It’s been a busy month! Immediately after the VORTEX2 science workshop, I traveled north to deliver a keynote talk at the 7th Annual Minnesota Skywarn Workshop. What a difference 15 degrees of latitude makes! Minnesota greeted me with a refrigerator chill. I reverted from a summer dress I wore in Texas back to a winter coat and gloves. No great surprise there – when I was growing up in St. Paul, I remember slushing it to the bus stop as late as the first week of May in some years.
The workshop’s organizer, John Wetter (Skywarn coordinator at NWS Chanhassen) had contacted me about a month earlier to ask if I would be interested in speaking. I jumped at the chance to reconnect with the weather community in Minnesota. And yes, I’ll admit to wanting to visit home for myriad personal reasons. They got a keynote speaker, and I got a trip back home. It was a win-win.

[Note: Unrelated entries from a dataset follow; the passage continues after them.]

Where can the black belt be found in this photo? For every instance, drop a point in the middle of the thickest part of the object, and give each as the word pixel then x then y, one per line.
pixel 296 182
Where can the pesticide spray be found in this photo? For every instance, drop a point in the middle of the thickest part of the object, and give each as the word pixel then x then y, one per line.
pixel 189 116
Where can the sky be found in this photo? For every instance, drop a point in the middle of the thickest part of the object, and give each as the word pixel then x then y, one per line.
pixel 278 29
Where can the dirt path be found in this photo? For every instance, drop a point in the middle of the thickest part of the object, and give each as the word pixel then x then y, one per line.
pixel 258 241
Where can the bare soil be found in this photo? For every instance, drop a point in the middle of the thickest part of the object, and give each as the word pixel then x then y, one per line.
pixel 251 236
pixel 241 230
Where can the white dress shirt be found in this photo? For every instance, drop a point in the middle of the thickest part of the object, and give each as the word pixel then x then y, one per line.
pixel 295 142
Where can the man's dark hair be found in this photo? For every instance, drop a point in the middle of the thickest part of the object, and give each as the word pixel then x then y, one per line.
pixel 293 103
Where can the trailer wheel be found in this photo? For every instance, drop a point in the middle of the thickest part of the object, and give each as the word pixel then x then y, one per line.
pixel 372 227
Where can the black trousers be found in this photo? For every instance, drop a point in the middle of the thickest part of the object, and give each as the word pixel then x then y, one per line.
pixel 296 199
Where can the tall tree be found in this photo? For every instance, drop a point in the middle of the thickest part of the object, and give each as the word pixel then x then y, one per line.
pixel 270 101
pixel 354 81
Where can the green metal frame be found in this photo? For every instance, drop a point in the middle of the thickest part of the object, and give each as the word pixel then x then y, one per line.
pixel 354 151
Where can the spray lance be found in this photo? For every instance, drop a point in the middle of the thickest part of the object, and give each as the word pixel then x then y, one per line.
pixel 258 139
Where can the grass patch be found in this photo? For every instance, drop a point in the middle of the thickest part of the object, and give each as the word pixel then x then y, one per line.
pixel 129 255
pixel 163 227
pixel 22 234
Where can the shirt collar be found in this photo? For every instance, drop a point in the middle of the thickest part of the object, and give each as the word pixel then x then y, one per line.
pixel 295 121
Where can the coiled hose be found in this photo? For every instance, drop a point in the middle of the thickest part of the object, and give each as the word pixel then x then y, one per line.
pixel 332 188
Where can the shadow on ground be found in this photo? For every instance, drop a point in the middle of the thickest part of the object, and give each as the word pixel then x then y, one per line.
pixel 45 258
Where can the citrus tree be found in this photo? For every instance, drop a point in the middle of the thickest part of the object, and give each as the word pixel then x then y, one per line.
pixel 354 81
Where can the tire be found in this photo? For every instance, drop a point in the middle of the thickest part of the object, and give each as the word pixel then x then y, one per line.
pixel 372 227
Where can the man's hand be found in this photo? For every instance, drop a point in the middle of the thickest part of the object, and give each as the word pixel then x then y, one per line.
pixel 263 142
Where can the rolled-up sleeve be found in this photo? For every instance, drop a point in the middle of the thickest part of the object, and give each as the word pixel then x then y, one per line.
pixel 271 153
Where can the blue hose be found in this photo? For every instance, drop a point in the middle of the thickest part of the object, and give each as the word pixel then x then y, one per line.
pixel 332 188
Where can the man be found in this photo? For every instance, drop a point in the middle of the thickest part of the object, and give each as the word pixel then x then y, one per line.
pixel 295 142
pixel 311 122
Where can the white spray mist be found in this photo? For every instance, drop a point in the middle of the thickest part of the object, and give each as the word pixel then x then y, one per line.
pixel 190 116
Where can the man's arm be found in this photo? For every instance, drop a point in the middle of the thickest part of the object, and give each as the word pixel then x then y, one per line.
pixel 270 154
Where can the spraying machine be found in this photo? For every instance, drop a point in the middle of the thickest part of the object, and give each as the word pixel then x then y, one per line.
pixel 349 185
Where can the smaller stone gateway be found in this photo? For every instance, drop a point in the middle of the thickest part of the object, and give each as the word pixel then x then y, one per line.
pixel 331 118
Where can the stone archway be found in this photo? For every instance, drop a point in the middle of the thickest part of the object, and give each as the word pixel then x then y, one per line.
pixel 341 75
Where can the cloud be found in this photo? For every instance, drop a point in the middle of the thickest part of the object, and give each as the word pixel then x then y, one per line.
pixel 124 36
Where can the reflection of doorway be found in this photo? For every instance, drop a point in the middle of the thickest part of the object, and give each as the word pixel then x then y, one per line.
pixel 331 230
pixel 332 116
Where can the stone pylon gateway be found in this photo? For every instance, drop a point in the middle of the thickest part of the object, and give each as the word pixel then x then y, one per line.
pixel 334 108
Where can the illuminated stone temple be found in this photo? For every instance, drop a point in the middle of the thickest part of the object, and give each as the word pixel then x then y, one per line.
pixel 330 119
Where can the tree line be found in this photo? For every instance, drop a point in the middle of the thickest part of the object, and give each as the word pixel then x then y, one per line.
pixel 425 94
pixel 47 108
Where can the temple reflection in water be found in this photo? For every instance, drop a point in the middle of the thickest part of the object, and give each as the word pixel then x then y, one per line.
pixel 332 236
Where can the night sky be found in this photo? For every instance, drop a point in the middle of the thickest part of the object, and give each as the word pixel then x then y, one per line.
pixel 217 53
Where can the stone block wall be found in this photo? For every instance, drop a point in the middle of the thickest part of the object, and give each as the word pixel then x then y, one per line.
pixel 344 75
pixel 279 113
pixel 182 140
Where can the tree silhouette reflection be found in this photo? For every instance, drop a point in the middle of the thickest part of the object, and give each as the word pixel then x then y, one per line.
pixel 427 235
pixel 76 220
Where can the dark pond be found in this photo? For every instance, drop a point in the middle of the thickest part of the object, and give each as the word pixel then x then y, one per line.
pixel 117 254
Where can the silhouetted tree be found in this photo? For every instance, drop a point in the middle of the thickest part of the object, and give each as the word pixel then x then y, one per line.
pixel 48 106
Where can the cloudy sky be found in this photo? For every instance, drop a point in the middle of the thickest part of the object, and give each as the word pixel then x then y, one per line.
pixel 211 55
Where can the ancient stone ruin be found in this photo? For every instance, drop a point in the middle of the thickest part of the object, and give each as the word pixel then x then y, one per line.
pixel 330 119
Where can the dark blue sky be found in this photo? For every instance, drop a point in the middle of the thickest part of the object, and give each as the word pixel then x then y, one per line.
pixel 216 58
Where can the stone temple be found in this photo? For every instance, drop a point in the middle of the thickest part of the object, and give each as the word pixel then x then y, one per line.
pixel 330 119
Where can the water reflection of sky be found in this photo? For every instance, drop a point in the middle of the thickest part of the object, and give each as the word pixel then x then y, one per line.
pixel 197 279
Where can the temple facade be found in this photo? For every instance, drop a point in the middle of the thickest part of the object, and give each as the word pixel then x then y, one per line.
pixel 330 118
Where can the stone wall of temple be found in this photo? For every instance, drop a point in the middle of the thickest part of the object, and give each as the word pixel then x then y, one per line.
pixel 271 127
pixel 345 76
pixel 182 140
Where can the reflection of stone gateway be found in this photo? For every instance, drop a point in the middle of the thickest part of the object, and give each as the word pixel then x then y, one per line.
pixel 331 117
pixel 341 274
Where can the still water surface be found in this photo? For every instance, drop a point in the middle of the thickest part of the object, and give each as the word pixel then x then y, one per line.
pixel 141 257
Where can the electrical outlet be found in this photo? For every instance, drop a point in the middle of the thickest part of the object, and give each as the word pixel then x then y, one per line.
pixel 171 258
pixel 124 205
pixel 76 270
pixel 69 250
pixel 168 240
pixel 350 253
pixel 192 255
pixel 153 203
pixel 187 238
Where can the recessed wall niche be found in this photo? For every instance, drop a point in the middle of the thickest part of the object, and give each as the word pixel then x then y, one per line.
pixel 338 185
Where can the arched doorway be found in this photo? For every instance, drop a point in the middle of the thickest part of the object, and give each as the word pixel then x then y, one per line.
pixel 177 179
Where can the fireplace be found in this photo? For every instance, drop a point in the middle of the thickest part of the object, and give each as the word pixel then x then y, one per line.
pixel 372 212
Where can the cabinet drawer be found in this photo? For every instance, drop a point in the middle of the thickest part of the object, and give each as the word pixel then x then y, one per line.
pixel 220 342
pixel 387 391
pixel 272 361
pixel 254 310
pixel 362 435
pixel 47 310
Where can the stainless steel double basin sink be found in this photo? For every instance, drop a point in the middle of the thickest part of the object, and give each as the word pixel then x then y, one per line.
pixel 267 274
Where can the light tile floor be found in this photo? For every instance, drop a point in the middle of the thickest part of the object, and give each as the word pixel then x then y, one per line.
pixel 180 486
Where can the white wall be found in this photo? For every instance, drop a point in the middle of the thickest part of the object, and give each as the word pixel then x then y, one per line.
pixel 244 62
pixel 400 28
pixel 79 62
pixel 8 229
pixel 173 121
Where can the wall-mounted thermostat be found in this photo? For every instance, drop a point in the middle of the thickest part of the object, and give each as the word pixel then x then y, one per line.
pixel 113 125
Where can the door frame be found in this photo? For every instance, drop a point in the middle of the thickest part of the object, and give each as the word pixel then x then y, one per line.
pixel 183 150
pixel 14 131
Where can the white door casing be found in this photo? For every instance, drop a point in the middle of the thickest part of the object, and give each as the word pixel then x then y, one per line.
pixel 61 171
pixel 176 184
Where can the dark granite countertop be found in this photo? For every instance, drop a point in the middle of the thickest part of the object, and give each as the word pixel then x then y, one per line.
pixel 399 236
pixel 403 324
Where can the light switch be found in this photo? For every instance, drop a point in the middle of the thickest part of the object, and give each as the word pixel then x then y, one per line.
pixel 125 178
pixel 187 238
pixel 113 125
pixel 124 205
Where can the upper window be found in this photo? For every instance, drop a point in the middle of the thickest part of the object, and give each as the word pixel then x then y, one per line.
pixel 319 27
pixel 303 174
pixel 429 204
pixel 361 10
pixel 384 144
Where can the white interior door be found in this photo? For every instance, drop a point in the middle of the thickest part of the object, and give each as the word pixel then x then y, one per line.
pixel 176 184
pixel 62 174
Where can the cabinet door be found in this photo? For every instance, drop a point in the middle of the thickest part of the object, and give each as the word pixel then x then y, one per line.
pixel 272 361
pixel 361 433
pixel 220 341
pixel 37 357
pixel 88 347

The workshop featured a nicely balanced cross-section of stakeholders: professional meteorologists (mostly op-mets from the NWS-Chanhassen and Duluth offices), EMs, members of the media, and educators. The audience members ranged widely in age, and all were keenly interested in all the talks. For my part, I spoke about the use of mobile radar in scientific storm chasing, and how it was about more than just pretty-looking data. I covered topics like dual-Doppler, EnKF, and GBVTD analyses, and of course, fresh results straight outta da VORTEX science workshop from which I’d just come. I worked in some networking between sessions. Near the end of the day, the speakers participated in a panel about social media and other factors influencing the future of Skywarn. I was impressed with the workshop organization; everything went smoothly as silk.
My talk was sourced mostly from my own work, but also from a large number of contributors. Here I credit several people who sent me slides, including Howie Bluestein, Jeff Snyder, Jana Houser, Mike French, and Vivek Mahale. I also knew I needed to include some mobile radar data collected in Minnesota in order make the talk locally relevant. (Our observations tend to be Great Plains-centric, just because of fuel costs.) Mike Biggerstaff, Gordon Carrie, and Kyle Pennington generously shared their results from SMART-R observations of the 17 June 2010 Albert Lea, MN tornado (collected during the VORTEX2 “epilogue” period). Thanks, guys!
The organizers were even kind enough to waive the registration fees for a few of my family members, so they got to enjoy the day’s program and learn useful skills like dual-pol radar interpretation. I’m particularly glad my uncle (former EM for Winona County) and aunt made the two-hour drive up to the University of St. Thomas, even though one of their horses was about to give birth. (Incidentally, the foal – a filly – was born the very next morning.)
I spent the balance of the weekend visiting friends and family. I returned to Norman both professionally and personally satisfied. Thanks, John Wetter, for giving me the opportunity to speak at this well-run venue and make a long-overdue visit home!